Tex-Mex is going to be difficult to find of same quality... 

I have lived all over the world and ate in more "Mexican" restaurants than I could remember, none as good as anything as simple as Papasito's or Chuy's

So bring some of that, and I will help you to locate anything you need in Dubai :thumb:


----------



## xpatusa (May 8, 2010)

ccr said:


> Tex-Mex is going to be difficult to find of same quality...
> 
> I have lived all over the world and ate in more "Mexican" restaurants than I could remember, none as good as anything as simple as Papasito's or Chuy's
> 
> So bring some of that, and I will help you to locate anything you need in Dubai :thumb:


DITTO!!
Maybe just some enchilada sauce in a jar.
please...:hungry:


----------



## Seabee (Jul 15, 2010)

You can get the sauces (enchilada, taco, chunky salsa) and jalapenos etc here in the supermarkets...and of course a reasonable choice of fresh chillis. I'm so disappointed with all the so-called Mexican food I've found in restaurants that I've given up and I make my own.


----------



## Jynxgirl (Nov 27, 2009)

Good luck... I would give my left kidney for any Texas food! Heck, for anything authentic outside of indian or arabic food. 

Keep copies of everything. I keep a copy in my email so that I can pull it up if I should need and print or get info off of. 

If your not familiar with the british way of building roads, get a gps if your going to be driving. It will save alot of time being absolutly lost to go only 500 ft of you very well will want to go but can not as there are no lefts. 

If you have a phone that is locked to a network, bring it. They will unlock it here for quite cheap. 

I brought over a number of dvds but they never checked, looked at them. Dont bring porn. The dvd people will have it anyways. They are cracking down on the illegal selling of dvds but still around. 

Dont forget a light jacket and a sweater or two, but that is about all that is needed. Don't bring alot of heavy materials. Try to bring over light weight material shirts and pants. Would not bring over the heavy denim pants. It is quite hot now and the winters are very very very mild. 

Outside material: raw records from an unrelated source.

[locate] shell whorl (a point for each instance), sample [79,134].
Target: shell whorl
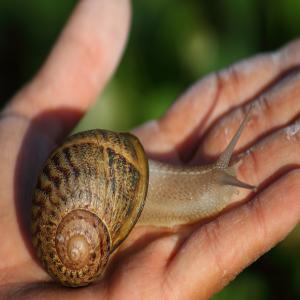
[88,197]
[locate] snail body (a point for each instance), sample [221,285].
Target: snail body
[92,190]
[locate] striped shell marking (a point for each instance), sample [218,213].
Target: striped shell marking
[89,195]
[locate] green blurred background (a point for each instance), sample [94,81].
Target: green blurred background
[172,44]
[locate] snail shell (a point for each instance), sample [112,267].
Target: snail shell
[88,197]
[92,191]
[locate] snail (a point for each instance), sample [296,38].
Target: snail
[98,184]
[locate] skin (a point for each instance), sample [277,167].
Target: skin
[183,263]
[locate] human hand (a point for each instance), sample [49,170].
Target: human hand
[184,263]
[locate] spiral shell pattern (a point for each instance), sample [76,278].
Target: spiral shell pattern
[88,197]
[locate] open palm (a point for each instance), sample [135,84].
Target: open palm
[184,263]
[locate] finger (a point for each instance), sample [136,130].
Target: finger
[272,156]
[214,95]
[217,252]
[276,108]
[79,65]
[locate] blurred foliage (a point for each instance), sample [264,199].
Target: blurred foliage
[172,44]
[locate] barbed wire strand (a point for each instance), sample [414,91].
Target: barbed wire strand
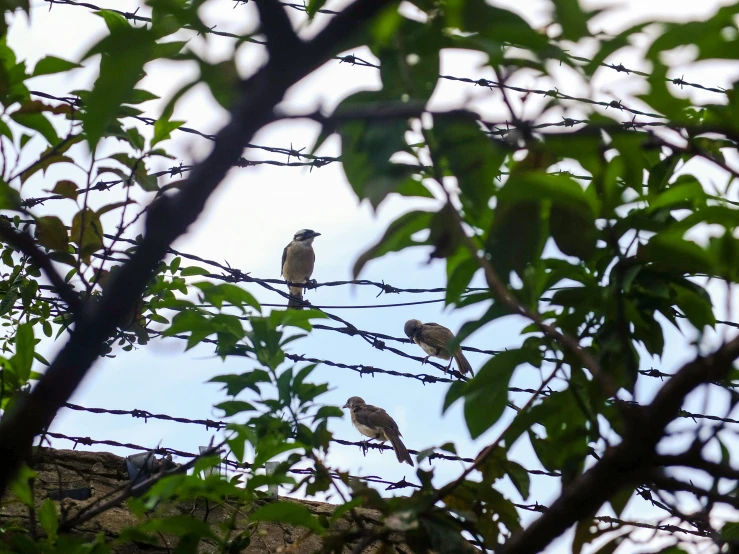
[354,60]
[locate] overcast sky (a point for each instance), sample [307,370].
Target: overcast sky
[255,212]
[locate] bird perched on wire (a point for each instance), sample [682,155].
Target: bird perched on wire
[298,260]
[435,340]
[376,423]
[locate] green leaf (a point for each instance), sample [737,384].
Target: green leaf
[163,129]
[573,20]
[233,407]
[51,233]
[124,53]
[367,146]
[473,158]
[67,189]
[398,236]
[574,232]
[497,25]
[409,57]
[193,270]
[48,518]
[39,123]
[291,513]
[24,347]
[313,7]
[139,96]
[524,221]
[671,252]
[486,395]
[113,20]
[227,292]
[520,478]
[52,64]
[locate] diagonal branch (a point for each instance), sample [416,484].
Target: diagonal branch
[166,221]
[630,461]
[282,42]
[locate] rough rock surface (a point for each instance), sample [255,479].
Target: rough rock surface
[102,472]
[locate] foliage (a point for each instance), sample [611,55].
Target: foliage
[602,230]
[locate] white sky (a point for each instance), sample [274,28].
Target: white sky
[255,212]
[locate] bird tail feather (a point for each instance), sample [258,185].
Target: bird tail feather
[296,299]
[400,450]
[462,363]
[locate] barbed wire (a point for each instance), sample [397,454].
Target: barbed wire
[377,480]
[365,446]
[355,60]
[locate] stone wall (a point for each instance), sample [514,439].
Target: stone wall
[83,478]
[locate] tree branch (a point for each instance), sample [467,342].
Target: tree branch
[282,42]
[169,219]
[630,461]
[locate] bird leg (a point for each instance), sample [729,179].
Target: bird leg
[365,445]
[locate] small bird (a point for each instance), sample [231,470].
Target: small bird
[298,260]
[375,423]
[435,339]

And can you bring some Rudy's? Or Stubbs? or Saltlick?


----------



## dziner8 (Jul 22, 2010)

Jynxgirl said:


> Good luck... I would give my left kidney for any Texas food! Heck, for anything authentic outside of indian or arabic food.
> 
> Keep copies of everything. I keep a copy in my email so that I can pull it up if I should need and print or get info off of.
> 
> ...



Ah, yes....good ol' TexMex. I will miss my margaritas and fajitas  I should load up now before I head over!! 

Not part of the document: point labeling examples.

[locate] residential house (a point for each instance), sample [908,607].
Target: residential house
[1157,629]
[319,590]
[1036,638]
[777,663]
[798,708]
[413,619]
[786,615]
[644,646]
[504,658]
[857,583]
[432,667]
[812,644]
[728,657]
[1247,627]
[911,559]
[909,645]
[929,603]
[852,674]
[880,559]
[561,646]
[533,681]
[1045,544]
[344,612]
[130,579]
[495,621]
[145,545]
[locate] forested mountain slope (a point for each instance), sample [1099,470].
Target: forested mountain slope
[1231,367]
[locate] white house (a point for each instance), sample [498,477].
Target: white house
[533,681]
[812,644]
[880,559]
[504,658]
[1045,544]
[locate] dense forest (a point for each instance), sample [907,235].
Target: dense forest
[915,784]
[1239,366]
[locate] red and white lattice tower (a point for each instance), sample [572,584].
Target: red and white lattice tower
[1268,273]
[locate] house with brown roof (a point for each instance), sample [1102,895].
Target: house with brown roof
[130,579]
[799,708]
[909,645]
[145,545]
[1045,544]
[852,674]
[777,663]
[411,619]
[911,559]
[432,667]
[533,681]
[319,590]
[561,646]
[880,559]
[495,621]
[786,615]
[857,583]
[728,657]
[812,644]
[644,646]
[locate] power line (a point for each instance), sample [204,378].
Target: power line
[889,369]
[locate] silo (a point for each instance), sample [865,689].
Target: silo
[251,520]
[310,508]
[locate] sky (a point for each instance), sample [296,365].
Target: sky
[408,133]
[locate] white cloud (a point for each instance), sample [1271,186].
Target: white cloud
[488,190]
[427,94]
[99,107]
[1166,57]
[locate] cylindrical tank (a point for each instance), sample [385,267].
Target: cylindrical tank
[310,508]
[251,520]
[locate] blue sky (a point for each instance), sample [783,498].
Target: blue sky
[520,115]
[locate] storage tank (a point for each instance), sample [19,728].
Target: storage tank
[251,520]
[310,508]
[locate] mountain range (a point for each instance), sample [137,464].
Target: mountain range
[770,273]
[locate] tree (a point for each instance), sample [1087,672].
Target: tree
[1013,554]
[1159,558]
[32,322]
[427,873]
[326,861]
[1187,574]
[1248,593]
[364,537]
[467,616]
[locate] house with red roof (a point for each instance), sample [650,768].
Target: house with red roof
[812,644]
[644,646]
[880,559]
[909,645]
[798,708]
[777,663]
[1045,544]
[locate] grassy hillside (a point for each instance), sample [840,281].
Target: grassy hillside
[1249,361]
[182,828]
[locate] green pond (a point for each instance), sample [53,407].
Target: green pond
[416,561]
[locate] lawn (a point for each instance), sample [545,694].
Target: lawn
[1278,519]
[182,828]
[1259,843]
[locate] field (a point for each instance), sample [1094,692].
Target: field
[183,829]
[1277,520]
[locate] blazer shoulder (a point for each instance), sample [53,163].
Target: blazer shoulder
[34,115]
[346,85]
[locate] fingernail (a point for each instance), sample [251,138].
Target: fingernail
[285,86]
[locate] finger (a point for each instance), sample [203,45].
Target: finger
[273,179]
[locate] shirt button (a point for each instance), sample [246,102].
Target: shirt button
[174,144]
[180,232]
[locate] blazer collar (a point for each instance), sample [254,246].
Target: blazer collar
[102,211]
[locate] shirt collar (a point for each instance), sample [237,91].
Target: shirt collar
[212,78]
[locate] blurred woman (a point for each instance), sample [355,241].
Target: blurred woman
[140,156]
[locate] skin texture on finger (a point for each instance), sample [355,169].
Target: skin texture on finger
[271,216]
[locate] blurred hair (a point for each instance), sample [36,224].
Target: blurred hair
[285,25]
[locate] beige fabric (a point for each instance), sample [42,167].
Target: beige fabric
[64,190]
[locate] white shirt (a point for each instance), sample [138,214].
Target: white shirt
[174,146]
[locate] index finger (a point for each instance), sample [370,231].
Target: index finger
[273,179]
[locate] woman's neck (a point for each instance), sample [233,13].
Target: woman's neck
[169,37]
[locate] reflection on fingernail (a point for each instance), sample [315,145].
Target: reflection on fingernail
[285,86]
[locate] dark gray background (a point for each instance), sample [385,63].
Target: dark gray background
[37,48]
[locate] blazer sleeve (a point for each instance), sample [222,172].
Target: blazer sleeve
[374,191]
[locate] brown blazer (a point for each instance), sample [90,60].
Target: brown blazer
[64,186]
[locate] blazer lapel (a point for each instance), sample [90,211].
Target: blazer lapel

What do you mean by the "British way of building roads"? I am close to dntn Houston now and they are all one-ways...


----------



## Jynxgirl (Nov 27, 2009)

dziner8 said:


> Ah, yes....good ol' TexMex. I will miss my margaritas and fajitas  I should load up now before I head over!!
> 
> What do you mean by the "British way of building roads"? I am close to dntn Houston now and they are all one-ways...


Just you wait. Houstons roads are lovely! You have access roads almost all over that come up to over and underpasses that allow you to go right or left. Just wait. It is an experience.


----------



## ccr (Jun 20, 2010)

dziner8 said:


> Ah, yes....good ol' TexMex. I will miss my margaritas and fajitas  I should load up now before I head over!!


Margaritas are nice here, but will cost mucho dinero compared to Houston 

Good Fajitas will be difficult outside of Texas, so be sure to get plenty. I usually drive straight from Bush airport to a nearest Tex-Mex restaurant whenever visiting Houston 



dziner8 said:


> What do you mean by the "British way of building roads"? I am close to dntn Houston now and they are all one-ways...


Not bad, just not intuitive...

Downtown Houston is just a square'ish grid so very easy to navigate.


----------



## wandabug (Apr 22, 2010)

I am confused about this British way of building roads too, there is nothing British about the roads in Dubai!


----------



## Elphaba (Jan 24, 2008)

wandabug said:


> I am confused about this British way of building roads too, there is nothing British about the roads in Dubai!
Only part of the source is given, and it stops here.